Canada should employ a "light regulatory touch" when dealing with digital currencies and the blockchain, according to a report from a powerful standing senate committee.
After a 14 month investigation, the Standing Senate Committee on Banking, Trade and Commerce has published a report that notes the risks associated with Bitcoin and other digital currencies, but is also positive about the potential impact of the blockchain.
To combat tax evasion, money laundering and terrorist financing, the report recommends that digital currency exchanges should be made to meet the same requirements as other money services businesses in relation to Canada’s AML and anti-terrorist financing regimes.
However, the committee warns that in general "this technology requires a light regulatory touch - almost a hands off approach.
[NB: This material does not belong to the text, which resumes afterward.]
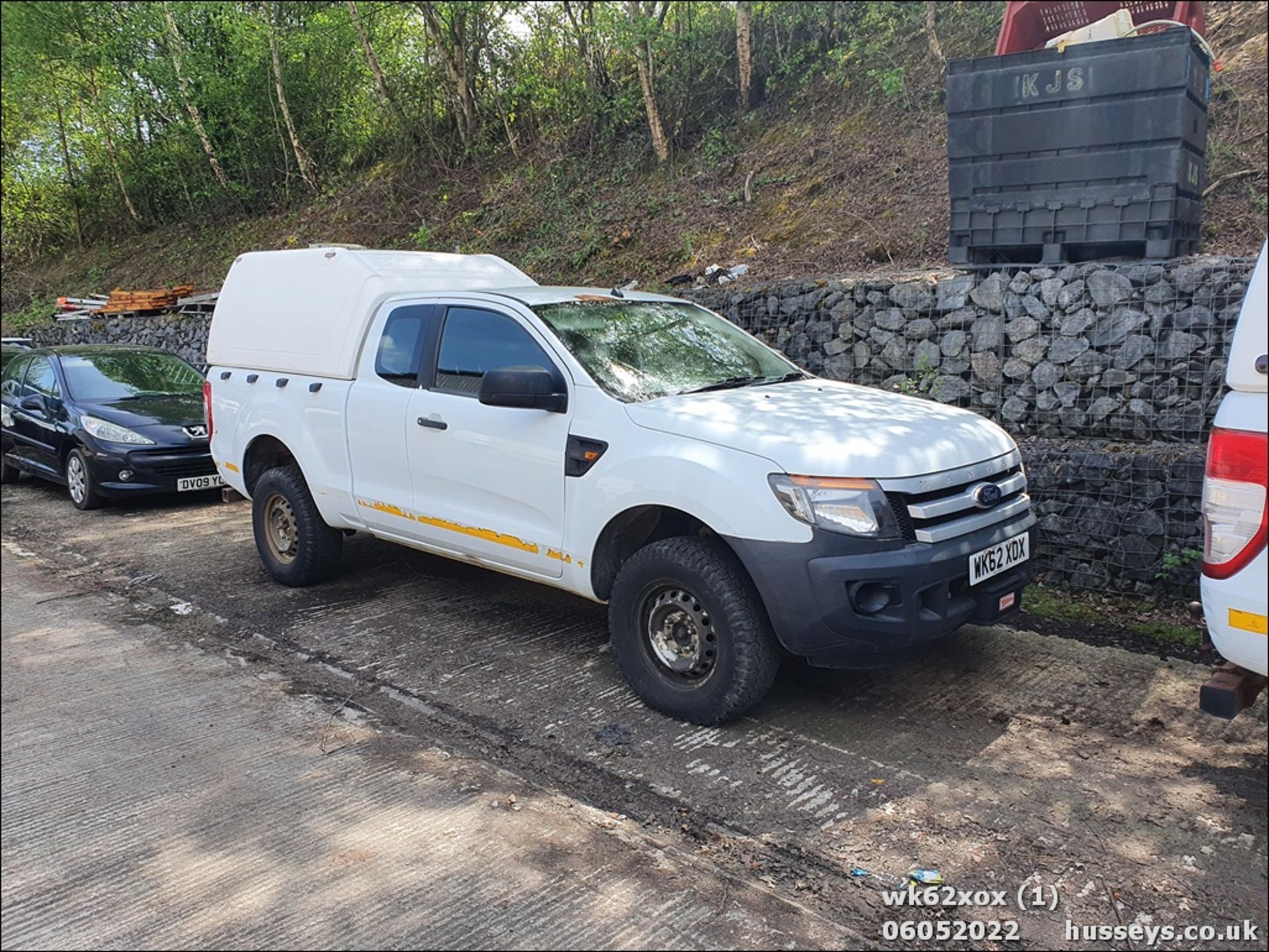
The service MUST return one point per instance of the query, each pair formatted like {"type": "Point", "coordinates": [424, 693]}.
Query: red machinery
{"type": "Point", "coordinates": [1032, 23]}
In other words, not necessarily regulation, but regulation as necessary".
This is because blockchain technology is at a "delicate stage" of its development and over-regulation could throttle its "vast potential" to help bring financial services to the unbanked, and make transactions cheaper and more secure.
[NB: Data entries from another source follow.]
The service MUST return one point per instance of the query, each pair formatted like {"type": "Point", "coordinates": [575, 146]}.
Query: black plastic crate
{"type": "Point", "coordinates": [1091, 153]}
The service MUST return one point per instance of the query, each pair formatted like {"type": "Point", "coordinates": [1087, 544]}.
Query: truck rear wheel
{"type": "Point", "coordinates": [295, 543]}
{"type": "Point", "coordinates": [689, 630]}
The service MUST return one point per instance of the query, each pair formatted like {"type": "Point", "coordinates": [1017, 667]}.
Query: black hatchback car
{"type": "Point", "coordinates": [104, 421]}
In fact, the federal government should consider the use of blockchain technology to deliver its own services and to enhance the security of private information.
Noting hacks on government databases, the report says: "In our view, compared to centralized databases, blockchain technology may provide a more secure way to manage information, as it does not rely on security software developed by third parties."
Concludes committee chair Irving Gerstein: "These new technologies may have innovative and as-yet unimagined applications and are at a delicate stage in their development and use. We must tread carefully when contemplating regulations that might restrict and stifle their potential."